Content of the article:
- Research related to the issue of parallel crawling
- Description of supported execution patterns
- Related configuration parameters
Regarding parallel execution aspects we found the RCrawler 1 as the most valuable reference. It is a package for R 2 statistical computing environment containing an general-purpose Breadth-first inner crawler and content scraper equipped with duplicate 3 and near-duplicate 4 content detection. The MD5 5 algorithm is utilized for the complete duplicate page content detection and the SimHash 6, a perceptual hashing algorithm for near-duplicate cases. Experimental evaluation of parallelism was performed in 1, 2, 4 and 8 thread scenarios, proving the significant increase of crawled pages per time unit.
The work pool handler takes n URLs from the frontier to create the pool, where n is function of available CPU cores. The pool is processed in parallel: a separate thread is created for each of URLs. Once all threads are completed, the page content is processed, newly discovered URLs are normalized, filtered and fed to the frontier queue. Similar parallel execution pattern is proposed by other focused designs that do include frontier ranking operation after all threads of the current iteration are completed 7 8 9. We adopted this pattern as one of two supported by our framework. The second runs each domain crawl in a separate thread – similarly to some other parallel crawl solutions 1011.
Here we discuss two parallel execution patterns supported by the proposed architecture, together with related required features and design goals.
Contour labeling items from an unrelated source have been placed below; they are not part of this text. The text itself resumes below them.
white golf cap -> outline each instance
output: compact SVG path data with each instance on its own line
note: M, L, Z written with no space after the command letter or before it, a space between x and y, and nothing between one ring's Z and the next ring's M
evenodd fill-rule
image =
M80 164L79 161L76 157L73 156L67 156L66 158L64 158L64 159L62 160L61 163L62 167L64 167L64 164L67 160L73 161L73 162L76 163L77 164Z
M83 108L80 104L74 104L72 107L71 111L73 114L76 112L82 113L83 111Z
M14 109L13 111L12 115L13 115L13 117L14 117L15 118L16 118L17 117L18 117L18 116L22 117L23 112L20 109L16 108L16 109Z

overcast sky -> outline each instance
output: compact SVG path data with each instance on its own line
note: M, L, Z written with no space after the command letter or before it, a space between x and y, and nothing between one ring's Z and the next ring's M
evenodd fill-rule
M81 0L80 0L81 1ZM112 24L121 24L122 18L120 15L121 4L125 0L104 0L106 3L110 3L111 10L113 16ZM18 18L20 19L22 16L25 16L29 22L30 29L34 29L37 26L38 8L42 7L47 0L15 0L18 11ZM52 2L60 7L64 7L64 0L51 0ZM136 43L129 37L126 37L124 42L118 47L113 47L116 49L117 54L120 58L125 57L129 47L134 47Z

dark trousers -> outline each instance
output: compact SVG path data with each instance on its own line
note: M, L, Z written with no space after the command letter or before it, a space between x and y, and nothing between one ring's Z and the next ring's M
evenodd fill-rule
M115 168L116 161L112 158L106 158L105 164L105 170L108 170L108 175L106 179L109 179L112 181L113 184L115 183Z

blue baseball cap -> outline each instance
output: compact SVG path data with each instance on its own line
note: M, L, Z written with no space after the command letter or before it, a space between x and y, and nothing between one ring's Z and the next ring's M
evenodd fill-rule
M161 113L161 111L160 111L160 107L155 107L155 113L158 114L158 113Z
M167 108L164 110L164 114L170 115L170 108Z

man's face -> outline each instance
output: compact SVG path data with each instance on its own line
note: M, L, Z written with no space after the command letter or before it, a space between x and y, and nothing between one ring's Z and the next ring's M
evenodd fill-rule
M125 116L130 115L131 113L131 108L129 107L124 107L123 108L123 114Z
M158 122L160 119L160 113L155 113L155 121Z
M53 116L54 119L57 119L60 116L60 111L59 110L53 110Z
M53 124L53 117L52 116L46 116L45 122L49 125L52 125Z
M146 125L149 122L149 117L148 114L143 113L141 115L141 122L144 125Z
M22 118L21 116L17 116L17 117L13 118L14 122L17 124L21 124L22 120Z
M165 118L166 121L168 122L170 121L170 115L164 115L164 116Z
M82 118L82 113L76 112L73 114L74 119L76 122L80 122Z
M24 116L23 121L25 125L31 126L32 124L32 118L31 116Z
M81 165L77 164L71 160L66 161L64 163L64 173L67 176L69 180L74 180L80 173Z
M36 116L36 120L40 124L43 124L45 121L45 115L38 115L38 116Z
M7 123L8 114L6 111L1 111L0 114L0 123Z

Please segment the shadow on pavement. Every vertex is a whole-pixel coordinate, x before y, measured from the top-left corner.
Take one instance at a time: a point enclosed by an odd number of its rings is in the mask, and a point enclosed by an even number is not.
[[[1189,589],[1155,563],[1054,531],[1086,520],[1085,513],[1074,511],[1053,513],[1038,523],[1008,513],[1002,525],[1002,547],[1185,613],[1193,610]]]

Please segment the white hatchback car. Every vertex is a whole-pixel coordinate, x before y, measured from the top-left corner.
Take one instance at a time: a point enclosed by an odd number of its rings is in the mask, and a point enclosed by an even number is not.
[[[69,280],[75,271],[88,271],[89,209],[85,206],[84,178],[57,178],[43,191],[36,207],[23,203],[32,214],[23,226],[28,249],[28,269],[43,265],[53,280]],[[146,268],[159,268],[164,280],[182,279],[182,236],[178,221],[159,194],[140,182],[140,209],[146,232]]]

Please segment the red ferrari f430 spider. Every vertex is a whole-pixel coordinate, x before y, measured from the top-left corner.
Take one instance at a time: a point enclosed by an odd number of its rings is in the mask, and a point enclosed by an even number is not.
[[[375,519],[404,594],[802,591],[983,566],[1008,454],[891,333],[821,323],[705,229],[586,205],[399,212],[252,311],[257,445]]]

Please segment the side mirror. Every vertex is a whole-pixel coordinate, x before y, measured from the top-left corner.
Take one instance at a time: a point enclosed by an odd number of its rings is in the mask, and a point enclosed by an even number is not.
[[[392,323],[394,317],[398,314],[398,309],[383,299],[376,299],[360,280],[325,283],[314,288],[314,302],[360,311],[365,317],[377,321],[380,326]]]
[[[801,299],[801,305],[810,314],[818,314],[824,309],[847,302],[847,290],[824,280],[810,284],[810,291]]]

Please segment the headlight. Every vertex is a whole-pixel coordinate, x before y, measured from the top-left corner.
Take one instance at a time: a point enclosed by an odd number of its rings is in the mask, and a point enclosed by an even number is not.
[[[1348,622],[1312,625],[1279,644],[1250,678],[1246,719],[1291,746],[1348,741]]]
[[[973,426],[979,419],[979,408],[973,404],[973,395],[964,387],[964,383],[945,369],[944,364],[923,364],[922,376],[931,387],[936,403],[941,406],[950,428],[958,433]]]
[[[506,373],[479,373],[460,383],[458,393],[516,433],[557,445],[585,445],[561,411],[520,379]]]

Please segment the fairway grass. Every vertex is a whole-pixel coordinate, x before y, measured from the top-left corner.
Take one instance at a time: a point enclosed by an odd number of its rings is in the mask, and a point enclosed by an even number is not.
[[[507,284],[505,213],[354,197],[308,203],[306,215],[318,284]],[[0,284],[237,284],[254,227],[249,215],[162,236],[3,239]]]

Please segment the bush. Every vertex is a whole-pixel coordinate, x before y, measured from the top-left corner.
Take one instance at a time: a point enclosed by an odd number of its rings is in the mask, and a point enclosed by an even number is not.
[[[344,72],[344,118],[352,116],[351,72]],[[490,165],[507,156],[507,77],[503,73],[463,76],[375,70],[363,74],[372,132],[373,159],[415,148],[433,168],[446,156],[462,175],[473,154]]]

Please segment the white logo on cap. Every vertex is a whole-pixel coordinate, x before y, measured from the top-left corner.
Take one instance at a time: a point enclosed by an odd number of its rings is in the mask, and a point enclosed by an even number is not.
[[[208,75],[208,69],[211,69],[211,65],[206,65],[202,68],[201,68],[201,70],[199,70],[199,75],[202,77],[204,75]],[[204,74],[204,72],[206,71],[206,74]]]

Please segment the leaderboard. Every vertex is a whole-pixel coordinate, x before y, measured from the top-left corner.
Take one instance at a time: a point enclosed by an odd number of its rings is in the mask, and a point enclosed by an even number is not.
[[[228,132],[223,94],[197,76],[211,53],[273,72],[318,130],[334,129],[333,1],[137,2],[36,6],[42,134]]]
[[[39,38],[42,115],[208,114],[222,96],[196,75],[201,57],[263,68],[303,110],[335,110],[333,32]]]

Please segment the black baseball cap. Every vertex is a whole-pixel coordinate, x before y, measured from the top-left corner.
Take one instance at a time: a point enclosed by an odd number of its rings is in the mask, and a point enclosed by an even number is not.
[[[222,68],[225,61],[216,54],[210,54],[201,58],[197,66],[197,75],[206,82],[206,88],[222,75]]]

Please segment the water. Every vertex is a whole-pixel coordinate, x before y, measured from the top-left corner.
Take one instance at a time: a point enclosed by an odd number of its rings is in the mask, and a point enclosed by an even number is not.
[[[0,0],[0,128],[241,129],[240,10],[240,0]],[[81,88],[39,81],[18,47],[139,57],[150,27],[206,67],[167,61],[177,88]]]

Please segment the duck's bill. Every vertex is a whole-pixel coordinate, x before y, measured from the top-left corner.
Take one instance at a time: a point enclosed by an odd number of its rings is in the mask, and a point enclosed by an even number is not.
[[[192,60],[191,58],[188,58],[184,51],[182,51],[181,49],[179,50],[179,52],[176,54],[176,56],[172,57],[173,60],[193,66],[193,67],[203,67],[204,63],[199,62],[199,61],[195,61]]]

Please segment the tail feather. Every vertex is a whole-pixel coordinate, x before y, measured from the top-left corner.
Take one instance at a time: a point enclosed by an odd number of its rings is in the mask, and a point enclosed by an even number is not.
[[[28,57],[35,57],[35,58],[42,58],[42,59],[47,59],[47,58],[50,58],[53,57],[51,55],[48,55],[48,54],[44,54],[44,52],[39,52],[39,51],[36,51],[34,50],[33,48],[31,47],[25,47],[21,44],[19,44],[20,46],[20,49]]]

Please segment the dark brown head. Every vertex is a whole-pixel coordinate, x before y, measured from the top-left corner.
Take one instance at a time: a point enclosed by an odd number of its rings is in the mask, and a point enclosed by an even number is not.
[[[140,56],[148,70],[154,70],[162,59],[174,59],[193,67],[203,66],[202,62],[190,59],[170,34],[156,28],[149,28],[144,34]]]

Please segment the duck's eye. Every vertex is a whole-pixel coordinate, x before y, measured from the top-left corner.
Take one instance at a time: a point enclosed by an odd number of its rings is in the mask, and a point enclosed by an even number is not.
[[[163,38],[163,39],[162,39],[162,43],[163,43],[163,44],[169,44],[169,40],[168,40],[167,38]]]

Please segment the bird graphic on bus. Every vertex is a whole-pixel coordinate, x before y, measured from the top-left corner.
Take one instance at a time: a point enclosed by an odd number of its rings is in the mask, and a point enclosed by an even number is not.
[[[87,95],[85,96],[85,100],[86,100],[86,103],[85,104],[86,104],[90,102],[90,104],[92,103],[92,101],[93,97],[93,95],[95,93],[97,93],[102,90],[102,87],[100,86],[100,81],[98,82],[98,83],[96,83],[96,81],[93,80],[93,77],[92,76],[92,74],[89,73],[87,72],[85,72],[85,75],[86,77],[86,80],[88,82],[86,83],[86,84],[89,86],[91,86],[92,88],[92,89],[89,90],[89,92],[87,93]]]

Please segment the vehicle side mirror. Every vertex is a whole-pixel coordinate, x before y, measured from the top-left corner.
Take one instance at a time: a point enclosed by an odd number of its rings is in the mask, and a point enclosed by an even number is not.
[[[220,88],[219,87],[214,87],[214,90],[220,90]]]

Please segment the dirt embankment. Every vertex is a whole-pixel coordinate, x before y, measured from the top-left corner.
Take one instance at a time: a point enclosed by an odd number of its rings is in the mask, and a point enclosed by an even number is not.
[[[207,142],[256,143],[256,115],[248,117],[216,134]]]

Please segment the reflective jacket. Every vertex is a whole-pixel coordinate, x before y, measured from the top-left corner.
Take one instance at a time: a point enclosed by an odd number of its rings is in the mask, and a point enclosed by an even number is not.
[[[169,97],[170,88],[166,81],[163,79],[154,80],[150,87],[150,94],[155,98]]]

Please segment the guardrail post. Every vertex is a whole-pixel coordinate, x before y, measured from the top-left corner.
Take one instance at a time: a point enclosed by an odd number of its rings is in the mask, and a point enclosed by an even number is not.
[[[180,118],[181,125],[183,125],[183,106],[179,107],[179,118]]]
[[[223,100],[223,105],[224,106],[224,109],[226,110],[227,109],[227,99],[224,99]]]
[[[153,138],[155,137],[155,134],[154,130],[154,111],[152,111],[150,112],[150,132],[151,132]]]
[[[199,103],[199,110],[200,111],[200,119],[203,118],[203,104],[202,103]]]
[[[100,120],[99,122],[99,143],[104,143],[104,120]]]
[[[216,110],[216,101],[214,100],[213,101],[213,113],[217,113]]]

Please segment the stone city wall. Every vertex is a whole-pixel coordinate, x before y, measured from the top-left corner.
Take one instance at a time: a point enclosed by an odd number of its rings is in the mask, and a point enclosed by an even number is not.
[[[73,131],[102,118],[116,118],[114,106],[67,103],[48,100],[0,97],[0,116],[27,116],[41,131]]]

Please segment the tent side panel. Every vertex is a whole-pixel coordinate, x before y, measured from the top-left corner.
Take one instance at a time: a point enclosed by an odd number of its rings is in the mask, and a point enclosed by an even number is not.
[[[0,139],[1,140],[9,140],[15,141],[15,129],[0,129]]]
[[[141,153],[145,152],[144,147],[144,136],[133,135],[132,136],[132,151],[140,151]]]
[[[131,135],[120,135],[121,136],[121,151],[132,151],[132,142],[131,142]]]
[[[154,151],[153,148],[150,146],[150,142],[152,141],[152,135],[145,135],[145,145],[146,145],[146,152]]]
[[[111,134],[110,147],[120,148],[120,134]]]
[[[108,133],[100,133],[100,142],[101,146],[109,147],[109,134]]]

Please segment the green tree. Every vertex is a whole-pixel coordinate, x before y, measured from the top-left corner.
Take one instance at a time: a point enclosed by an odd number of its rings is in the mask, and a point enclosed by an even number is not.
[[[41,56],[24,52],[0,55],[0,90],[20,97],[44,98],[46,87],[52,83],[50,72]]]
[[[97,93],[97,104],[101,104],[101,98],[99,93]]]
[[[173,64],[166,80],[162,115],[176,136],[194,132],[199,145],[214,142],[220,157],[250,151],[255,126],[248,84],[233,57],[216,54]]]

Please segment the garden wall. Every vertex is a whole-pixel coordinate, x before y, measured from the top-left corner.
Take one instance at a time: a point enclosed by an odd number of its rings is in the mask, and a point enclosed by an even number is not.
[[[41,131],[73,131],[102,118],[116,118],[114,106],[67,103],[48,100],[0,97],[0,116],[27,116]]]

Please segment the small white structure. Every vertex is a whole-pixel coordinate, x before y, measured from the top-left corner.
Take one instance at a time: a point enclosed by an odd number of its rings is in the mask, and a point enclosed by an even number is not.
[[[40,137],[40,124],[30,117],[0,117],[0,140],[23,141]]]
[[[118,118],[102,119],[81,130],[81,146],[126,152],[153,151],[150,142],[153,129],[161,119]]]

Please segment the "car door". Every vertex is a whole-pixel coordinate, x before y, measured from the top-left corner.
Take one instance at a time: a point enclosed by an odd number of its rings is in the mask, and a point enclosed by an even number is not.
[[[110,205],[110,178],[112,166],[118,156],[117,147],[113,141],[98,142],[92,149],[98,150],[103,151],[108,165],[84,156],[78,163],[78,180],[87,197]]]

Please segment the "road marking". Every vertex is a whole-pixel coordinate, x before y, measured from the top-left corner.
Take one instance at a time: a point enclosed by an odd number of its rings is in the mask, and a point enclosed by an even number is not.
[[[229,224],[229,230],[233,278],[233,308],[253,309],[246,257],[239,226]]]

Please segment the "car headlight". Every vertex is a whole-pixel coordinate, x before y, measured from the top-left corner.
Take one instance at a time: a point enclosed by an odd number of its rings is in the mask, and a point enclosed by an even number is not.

The first pattern is implemented on the lower level and assumes parallel page loads within the same DLC, while the second provides ability for parallel execution of complete DLC threads, within the JLC scope. The error handling (RF2 err) and crawler trap evasion (RF2 dlc-trap) were partially covered above, in respect to the scope of the paper we’ll not go into further details. The algorithm suitability for parallel execution (RF2 dlc-mt) and cross domain balancing of bandwidth pull (RF2 jlc-mt) are highly inter-related topics that shaped at large the solution design. Parallel processing of inner pages means issuing parallel HTTP requests to a single domain – which is in opposition to the politeness rules and may lead to access denial by the hosting server or DoS-like temporal access failure. The compromise comes with implementation of the second request (RF2 jlc-mt), that will be discuss later.
Group 2 |
Optimal Resource Employment (DG-Rda) |
RF2 dlc-mt |
algorithm adaptation for parallelism |
RF2 jlc-mt |
making requests across multiple domains simultianeously to balance bandwidth pull |
RF2 err |
error and crash-like states handling |
RF2 dlc-trap |
the crawler traps evasion |
Regarding the issue of the algorithmic compatibility for parallel (multi-threaded) execution (i.e. utilization of all available CPU cores instead of just one) we would like to underline the general conflict between quality (DG-Qda) and resource employment maximization (DG-Rda) based on the parallelism. Vast majority of non-parallel focused crawlers take only the best ranked link to be loaded in next iteration. This implies that after every single page load, the frontier ranking is performed, together with all additional processing and calculation required by the particular ranking algorithm. In our view, two most important questions of the parallel crawling implementation are: a) when the frontier is updated and the next ranking performed? and b) what number of the parallel threads should run? (Figure 1, n=?). If the frontier is updated at the end of each thread in purpose of maximum execution time reduction, as shown on the flowchart (Figure 1), the crawler would became unpredictable: two runs with the same setup would likely lead to significantly different result. Single occurrence of a slower response would change crawl path drastically. In scenario where frontier links from the first (L1) and the third (L3) place were loaded and processed before the link of the second (L2) rank: the ranking algorithm consistency is broken – a link found at third crawled page could take a position in the next frontier iteration that otherwise, if crawl is performed in single thread, would be impossible. The problem may be formalized as complementary relationship between two coefficients: Crawling Data Quality (CDqk) and Crawler Ranking Algorithm Corruption (CRAck). The CRA corruption emerges when links of loaded target L3 are extracted and ranked before L2 was loaded and processed.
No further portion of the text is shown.